Confrontos pela água
Os eventos climáticos extremos atingirão com maior
ferocidade os países em desenvolvimento, especialmente na região tropical. A
desertificação africana já provoca o deslocamento das populações, que voltarão
cada vez mais suas atenções para a Europa. Assustado com o assédio de suas
ex-colônias, o Velho Mundo testemunha o crescimento dos militantes
anti-imigração. Um exemplo é o referendo no mês passado na Suíça, em que a
nação optou por permanecer fora da União Europeia. O resultado foi citado como
um modelo por líderes da extrema-direita de países como Áustria, França e
Itália.
O Brasil pode ter sua própria onda migratória. A
desertificação do sertão e do Leste da Amazônia levaria mais pessoas para as já
saturadas capitais do Centro-Sul do país.
Coordenador de Mudanças Climáticas e Energia do WWF-Brasil,
André Nahur concorda que a disputa por água e alimentos será uma das maiores
motivações para os confrontos deste século.
— A queda da disponibilidade de água vai gerar um cenário de
incerteza — destaca. — O estresse hídrico pode ser visto em diferentes partes
do mundo. O Leste da Ásia, cada vez mais sacudido por eventos extremos, como
furacões, pode não ter a água necessária para abastecer sua população. Outro
exemplo é a disputa, entre Rio e São Paulo, pela Bacia do Rio Paraíba do Sul.

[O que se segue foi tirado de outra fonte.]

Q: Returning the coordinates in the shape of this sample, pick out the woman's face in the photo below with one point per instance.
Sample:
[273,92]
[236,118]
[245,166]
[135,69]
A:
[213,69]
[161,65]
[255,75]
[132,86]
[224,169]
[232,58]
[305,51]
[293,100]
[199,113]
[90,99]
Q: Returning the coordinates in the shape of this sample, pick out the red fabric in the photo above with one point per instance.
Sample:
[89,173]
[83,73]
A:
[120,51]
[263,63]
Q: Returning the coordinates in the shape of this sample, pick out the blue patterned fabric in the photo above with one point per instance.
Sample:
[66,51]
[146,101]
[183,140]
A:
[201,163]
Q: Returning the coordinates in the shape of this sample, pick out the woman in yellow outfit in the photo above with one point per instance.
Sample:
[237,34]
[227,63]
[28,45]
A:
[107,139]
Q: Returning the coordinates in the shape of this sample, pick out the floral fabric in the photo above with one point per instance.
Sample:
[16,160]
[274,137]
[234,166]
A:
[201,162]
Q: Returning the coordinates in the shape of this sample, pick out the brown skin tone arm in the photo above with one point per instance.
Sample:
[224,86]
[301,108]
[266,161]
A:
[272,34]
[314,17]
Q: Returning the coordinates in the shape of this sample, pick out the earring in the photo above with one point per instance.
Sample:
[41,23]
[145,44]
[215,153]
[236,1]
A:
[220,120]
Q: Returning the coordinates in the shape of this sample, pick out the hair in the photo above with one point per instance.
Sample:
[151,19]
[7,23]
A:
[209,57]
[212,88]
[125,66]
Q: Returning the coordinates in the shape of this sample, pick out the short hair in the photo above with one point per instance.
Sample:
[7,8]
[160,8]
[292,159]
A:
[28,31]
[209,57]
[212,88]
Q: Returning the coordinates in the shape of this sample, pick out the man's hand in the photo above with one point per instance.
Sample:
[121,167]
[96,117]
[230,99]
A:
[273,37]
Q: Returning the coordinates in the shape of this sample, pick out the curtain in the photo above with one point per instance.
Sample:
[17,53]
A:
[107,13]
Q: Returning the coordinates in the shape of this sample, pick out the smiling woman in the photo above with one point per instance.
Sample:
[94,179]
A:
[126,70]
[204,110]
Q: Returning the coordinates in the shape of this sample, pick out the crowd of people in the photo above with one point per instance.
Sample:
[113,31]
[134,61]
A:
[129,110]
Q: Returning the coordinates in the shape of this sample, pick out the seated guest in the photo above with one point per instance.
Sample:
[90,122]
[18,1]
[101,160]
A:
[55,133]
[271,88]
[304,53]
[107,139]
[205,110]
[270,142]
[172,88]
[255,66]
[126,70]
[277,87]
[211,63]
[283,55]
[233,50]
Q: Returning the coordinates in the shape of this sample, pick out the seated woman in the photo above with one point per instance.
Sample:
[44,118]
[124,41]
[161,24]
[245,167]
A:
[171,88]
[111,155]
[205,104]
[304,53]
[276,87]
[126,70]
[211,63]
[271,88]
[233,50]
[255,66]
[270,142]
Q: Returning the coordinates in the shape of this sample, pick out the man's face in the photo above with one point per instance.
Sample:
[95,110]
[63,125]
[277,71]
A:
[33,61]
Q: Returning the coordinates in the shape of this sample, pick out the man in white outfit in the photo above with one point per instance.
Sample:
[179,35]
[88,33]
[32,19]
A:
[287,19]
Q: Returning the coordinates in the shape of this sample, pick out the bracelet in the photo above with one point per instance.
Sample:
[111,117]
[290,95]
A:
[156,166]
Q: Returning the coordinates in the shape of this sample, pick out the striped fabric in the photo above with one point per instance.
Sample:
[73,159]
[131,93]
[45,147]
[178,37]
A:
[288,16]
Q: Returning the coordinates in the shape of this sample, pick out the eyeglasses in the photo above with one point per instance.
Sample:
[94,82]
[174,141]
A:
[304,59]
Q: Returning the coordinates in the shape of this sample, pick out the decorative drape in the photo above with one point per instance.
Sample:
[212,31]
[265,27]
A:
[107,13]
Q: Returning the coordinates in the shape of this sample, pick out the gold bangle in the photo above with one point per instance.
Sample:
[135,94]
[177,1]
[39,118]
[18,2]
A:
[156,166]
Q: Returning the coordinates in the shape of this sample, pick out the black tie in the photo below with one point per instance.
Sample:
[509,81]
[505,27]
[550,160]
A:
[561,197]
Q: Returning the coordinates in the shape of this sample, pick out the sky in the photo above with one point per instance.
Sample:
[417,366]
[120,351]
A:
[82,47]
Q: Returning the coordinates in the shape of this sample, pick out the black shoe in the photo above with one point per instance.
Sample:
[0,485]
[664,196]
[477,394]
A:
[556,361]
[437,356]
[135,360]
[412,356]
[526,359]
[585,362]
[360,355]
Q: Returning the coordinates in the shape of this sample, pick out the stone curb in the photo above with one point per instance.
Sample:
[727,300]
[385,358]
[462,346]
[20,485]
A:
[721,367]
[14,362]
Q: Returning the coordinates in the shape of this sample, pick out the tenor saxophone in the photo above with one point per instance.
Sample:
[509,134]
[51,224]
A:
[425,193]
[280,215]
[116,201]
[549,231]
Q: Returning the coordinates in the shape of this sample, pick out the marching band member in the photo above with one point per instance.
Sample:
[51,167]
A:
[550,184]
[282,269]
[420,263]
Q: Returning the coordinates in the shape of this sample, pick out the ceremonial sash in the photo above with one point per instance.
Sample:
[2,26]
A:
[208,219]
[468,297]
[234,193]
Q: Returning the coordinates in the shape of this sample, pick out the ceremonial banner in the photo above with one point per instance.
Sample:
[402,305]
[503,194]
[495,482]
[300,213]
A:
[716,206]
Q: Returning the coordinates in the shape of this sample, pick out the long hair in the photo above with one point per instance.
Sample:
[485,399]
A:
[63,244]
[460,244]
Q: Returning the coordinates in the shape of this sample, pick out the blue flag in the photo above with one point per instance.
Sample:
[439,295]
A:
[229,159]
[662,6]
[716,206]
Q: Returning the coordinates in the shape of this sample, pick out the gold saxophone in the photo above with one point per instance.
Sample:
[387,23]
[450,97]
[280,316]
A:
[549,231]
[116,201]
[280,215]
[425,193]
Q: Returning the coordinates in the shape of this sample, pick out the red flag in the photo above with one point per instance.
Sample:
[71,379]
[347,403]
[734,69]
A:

Para Fábio Scarano, coautor do relatório do IPCC e vice-presidente
sênior da Divisão da América da Conservação Internacional, a América Latina é
uma das áreas vulneráveis aos confrontos protagonizados pela água:
— Em nosso continente, a água é usada para energia,
irrigação e saneamento nas cidades. À medida que o clima traz impacto à sua
disponibilidade, as atividades econômicas correm risco e aumenta a competição
pelos recursos naturais.
Efeitos seguirão por décadas
O aquecimento global, no entanto, é festejado em regiões
como o Norte da Rússia, onde a maior exposição ao Sol vai proporcionar mais
áreas cultiváveis. Mas o derretimento do gelo vem acompanhado de polêmicas,
como a maneira de explorar gás e mineração, entre outras riquezas pouco
estudadas da região.
Durante a Conferência do Clima de Copenhague, em 2009,
representantes do Conselho Circumpolar Inuit, da Groenlândia, denunciaram o
aumento da presença militar naquele território.
— O degelo do Ártico também traz um conflito em potencial —
alerta Suzana. — Sem as geleiras, novas rotas de navegação estão sendo criadas,
e o petróleo da região está atraindo as grandes potências. Mais uma disputa
surge ali.
Mesmo que as emissões de carbono fossem interrompidas agora
— o que sequer é cogitado —, os efeitos das mudanças climáticas seguirão por
décadas, inclusive a possibilidade de confrontos.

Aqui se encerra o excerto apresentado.